Однажды, после того как я запихнул в себя немного больничной еды и задремал, меня вдруг разбудил помощник капо. Он стоял рядом и ругал меня последними словами. Наконец я сообразил, что он до крайности возмущён моим поведением. Оказывается, я не вылизал как следует ржавую железную ложку, которую отдал ему после обеда вместе с миской. Он потребовал, чтобы я немедленно поправил свою ошибку. И успокоился лишь после того, как я облизал эту проклятую ложку. Тогда я решил проследить, что же происходит с нашими грязными ложками. Убедившись в том, что они чисто вылизаны, помощник капо бросил их в пустую миску, и там они оставались до следующей трапезы. Их даже не ополаскивали холодной водой.
Для инфекционного отделения это был один из способов «легального» убийства. Другой способ был обусловлен требованиями здешней «гигиены». У нашего капо была настоящая мания чистоты. Сам он брился и помадил волосы несколько раз в день и почти всё свободное время смотрелся в зеркало. Его одежда всегда отличалась безукоризненным покроем, а складка па брюках была острая, как лезвие ножа.

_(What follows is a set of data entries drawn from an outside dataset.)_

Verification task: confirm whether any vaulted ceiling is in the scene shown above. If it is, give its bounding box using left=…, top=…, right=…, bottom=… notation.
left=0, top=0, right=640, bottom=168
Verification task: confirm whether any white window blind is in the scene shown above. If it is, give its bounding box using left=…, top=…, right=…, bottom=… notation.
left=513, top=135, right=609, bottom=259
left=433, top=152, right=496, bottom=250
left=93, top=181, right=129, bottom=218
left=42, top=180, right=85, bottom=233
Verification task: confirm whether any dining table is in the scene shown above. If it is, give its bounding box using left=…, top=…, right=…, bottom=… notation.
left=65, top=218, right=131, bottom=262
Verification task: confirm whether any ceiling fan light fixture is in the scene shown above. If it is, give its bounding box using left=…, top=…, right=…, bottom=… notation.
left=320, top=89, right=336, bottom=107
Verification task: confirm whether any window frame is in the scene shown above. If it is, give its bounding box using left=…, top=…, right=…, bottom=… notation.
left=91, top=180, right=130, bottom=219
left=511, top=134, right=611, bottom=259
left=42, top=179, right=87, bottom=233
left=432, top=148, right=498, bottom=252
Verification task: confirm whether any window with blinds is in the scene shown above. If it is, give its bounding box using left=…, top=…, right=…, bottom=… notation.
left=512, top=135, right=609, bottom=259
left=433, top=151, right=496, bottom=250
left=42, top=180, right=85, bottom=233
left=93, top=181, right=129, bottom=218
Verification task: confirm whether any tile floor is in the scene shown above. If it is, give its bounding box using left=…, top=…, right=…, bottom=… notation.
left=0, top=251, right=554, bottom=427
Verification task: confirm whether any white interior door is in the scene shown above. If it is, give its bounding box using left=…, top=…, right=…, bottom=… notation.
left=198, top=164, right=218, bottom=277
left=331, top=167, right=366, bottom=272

Однако он заботился не только о своей, но и о нашей чистоте. В январе и феврале, когда я лежал на «станции 6», морозы доходили до 20 градусов, бушевали метели, и в нашем длинном коридоре каждое утро высились огромные сугробы снега, который набивался сквозь широкие щели в стенах и полуоткрытые двери. Но как бы ни было холодно, два раза в неделю помощники капо открывали настежь все окна и двери, переворачивали матрацы, очищали койки от опилок и стружек, а потом подметали и мыли полы. Как правило, мытьё продолжалось около двух часов, и всё это время мы стояли в одних коротких рубашках, дрожа от холода. Исключения не делалось никому: ни больным с высокой температурой, ни умирающим.